Under the territorial division established in 2017 by the Brazilian Institute of Geography and Statistics (IBGE), the municipality belongs to the immediate geographical region of Canguaretama, within the intermediate region of Natal. Previously, under the microregion and mesoregion divisions, it was part of the microregion of Litoral Sul in the mesoregion of Leste Potiguar.

== Demographics ==
In the 2022 census, the municipality had a population of 13,251 inhabitants and ranked only 40th in the state that year (out of 167 municipalities), with 50.74% female and 49.26% male, resulting in a sex ratio of 97.07 (9,707 men for every 10,000 women), compared to 12,924 inhabitants in the 2010 census (62.43% living in the urban area), when it held the 41st state position. Between the 2010 and 2022 censuses, the population of Arês changed at an annual geometric growth rate of 0.21%. Regarding age group in the 2022 census, 68.45% of the inhabitants were between 15 and 64 years old, 22.55% were under fifteen, and 9% were 65 or older. The population density in 2022 was 114.82 inhabitants per square kilometer, with an average of 3.1 inhabitants per household.

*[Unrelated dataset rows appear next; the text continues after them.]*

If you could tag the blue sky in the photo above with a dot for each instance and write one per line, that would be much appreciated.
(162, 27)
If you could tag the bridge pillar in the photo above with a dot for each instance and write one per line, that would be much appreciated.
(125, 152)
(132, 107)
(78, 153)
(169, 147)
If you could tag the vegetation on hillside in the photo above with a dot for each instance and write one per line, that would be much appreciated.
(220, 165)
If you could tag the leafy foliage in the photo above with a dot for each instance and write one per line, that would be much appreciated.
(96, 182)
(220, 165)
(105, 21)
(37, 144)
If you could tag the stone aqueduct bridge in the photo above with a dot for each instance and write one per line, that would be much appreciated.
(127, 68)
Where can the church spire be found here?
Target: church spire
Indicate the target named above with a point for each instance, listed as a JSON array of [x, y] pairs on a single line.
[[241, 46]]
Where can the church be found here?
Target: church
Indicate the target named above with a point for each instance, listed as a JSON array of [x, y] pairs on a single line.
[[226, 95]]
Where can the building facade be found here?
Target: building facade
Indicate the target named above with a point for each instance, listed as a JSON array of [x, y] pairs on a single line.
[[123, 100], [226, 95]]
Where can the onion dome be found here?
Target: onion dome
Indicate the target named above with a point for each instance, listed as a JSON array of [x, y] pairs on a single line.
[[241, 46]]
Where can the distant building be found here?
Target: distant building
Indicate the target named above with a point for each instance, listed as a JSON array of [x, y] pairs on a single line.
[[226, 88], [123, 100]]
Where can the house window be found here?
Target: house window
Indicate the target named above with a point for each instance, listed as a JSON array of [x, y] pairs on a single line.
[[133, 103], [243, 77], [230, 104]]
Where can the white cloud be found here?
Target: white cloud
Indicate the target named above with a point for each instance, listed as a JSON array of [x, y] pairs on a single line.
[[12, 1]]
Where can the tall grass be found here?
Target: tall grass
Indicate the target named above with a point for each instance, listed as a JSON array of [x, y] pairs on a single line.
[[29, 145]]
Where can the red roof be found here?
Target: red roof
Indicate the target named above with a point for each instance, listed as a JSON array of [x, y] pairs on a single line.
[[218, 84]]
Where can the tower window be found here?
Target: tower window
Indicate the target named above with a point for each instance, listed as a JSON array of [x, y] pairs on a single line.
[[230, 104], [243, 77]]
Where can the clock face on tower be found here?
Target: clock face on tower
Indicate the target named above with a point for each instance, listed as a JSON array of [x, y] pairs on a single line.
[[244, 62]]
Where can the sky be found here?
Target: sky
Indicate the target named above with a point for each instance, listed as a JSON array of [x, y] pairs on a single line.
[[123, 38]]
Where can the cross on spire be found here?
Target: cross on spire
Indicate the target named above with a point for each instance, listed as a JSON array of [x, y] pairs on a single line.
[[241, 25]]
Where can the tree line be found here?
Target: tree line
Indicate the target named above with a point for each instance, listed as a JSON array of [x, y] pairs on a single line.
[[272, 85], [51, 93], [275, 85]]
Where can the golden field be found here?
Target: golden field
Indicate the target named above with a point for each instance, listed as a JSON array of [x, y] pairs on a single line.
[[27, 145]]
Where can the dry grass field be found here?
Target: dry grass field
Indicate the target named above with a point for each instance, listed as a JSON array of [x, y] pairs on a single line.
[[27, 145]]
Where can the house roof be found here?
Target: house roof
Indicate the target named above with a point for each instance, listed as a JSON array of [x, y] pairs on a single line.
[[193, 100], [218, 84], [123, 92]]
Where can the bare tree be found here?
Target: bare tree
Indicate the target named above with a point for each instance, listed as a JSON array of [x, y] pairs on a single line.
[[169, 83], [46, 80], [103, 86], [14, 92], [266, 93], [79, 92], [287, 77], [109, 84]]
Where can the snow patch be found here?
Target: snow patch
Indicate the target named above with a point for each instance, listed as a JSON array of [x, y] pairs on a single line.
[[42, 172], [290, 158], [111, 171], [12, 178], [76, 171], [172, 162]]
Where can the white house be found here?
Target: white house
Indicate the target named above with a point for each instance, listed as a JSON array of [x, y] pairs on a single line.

The municipality's Human Development Index (HDI-M) is considered medium, according to data from the United Nations Development Programme. According to the 2010 report published in 2013, its value was 0.606, ranking 86th in the state and 3,999th nationally (out of 5,565 municipalities), and the Gini coefficient rose from 0.39 in 2003 to 0.53 in 2010. Considering only the longevity index, its value is 0.725, the income index is 0.587, and the education index is 0.523.